Des murmures, c’était ce qu’avaient entendu les rois avant de se figer et de sentir la présence d'une vingtaine de personnes tout autour d'eux. Des chasseurs, armés d’arbalètes, d'épées et de dagues, les encerclaient de toute part, se montrant à travers les arbres et les fourrés.
Immédiatement, les vampires se mirent en position défensive, dos à dos, dégainant leurs propres armes et observant leurs ennemis. Une voix plutôt froide, amusée de la situation cependant, leur fit légèrement tourner la tête vers un homme plutôt jeune aux cheveux blonds et aux yeux d'un violet profond.
-Eh bien dites-moi, qu’avons-nous là ? Trois petits vampires perdus en pleine forêt~
Cruzar dévisagea cet inconnu avec une haine profonde, mêlée d'un désir de vengeance brillant dans son regard.
-Vous ! N’avez-vous pas suffisamment causé de malheurs en Espagne ?
-Calmez-vous, roi des vampires, ricana le jeune homme en s’avançant vers eux. Ma mission n’est pas encore terminée. Vous et votre famille êtes encore vivants, donc je ne pense pas me reposer tout de suite. Vous et vos deux amis ne repartirez pas d’ici.
Il ne fit qu'un simple signe de tête à ses mercenaires qui se jetèrent sur les vampires, et le combat débuta. Tuer ou être tué, la mort portée dans chacun des coups, puissamment, avec précision.

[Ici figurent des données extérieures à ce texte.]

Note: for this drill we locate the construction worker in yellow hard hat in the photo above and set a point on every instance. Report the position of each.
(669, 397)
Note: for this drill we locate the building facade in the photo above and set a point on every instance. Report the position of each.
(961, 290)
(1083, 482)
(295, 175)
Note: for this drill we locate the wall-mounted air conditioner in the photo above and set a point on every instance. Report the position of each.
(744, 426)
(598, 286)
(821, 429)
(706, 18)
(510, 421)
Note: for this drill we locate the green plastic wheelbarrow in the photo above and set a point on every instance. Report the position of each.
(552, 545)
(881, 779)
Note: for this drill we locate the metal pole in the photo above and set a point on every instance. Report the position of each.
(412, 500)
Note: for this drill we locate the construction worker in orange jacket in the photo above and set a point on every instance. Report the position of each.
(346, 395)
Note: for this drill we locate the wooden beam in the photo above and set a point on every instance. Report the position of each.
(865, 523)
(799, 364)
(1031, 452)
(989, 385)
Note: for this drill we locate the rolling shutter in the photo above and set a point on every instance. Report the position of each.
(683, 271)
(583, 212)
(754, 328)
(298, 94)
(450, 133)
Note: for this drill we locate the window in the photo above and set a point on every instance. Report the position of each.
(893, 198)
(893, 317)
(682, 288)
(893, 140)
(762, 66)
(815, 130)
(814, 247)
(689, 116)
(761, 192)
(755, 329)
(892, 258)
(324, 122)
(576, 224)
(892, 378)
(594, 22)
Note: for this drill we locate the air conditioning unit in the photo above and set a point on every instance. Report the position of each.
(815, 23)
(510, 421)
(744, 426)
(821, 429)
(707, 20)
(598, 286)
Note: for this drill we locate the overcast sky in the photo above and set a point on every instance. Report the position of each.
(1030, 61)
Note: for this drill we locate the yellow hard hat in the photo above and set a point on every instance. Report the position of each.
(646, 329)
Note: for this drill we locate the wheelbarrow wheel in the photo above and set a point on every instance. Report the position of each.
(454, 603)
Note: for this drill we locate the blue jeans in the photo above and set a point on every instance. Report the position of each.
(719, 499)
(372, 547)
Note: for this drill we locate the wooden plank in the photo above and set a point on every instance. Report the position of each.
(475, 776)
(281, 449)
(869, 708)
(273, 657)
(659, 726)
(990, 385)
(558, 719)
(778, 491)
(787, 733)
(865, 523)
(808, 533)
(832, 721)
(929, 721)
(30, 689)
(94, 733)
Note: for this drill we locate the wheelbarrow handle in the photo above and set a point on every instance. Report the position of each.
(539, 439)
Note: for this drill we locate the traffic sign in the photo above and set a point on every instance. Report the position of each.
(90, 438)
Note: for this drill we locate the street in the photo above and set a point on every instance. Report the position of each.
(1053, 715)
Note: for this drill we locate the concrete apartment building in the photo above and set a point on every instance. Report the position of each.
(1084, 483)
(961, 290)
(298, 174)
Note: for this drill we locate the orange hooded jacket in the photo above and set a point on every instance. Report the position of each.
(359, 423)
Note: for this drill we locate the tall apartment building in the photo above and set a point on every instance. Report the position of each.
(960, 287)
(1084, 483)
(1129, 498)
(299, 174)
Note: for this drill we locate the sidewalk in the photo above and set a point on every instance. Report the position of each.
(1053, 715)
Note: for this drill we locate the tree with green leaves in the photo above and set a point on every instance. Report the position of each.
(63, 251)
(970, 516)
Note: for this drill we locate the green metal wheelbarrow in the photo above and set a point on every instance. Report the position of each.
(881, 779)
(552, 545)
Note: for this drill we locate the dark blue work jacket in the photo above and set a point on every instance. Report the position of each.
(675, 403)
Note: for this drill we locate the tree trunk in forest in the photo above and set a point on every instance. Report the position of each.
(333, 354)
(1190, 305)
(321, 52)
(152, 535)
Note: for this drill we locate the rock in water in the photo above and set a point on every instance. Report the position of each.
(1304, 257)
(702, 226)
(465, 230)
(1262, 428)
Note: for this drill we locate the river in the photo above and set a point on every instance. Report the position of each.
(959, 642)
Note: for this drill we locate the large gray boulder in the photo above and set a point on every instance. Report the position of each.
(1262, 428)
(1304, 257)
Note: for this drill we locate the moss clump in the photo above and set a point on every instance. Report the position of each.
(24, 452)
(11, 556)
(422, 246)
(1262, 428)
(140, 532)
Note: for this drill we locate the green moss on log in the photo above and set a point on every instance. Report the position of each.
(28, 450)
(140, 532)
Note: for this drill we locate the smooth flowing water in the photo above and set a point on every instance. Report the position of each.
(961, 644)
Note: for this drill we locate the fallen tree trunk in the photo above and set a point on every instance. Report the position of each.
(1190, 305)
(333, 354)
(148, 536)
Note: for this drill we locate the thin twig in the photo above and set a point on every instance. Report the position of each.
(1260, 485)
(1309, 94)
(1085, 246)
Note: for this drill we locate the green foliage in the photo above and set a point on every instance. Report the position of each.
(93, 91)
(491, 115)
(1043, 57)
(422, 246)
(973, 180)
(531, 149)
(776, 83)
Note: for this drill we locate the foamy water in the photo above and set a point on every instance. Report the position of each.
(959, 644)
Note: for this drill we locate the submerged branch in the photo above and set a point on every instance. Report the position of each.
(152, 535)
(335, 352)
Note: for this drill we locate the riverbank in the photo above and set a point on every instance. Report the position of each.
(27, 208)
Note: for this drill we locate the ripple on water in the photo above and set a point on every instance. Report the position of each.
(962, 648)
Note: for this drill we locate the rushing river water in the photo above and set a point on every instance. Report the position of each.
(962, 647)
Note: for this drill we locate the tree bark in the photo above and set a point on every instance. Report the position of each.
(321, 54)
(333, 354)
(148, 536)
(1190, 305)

Les vampires étaient désavantagés par le nombre uniquement, ils surpassaient largement leurs adversaires par leur dextérité, leurs sens et leurs réactions.
Fallacy savait se battre et aimait tuer.
Macabre était puissant, prenant plaisir à faire souffrir ses adversaires avant de les achevés.
Mais Cruzar détestait devoir faire couler le sang, de même que ses capacités guerrières étaient inférieures à celles de ses amis, sa nature de semi-vampire l’empêchant d’avoir les mêmes réflexes que les deux immortels.
Cependant, le seul ennemi capable de détruire la nature même d’un vampire sans avoir recours à diverses artifices, c’est cet astre aveuglant, vibrant de clarté et brûlant qu’est le soleil.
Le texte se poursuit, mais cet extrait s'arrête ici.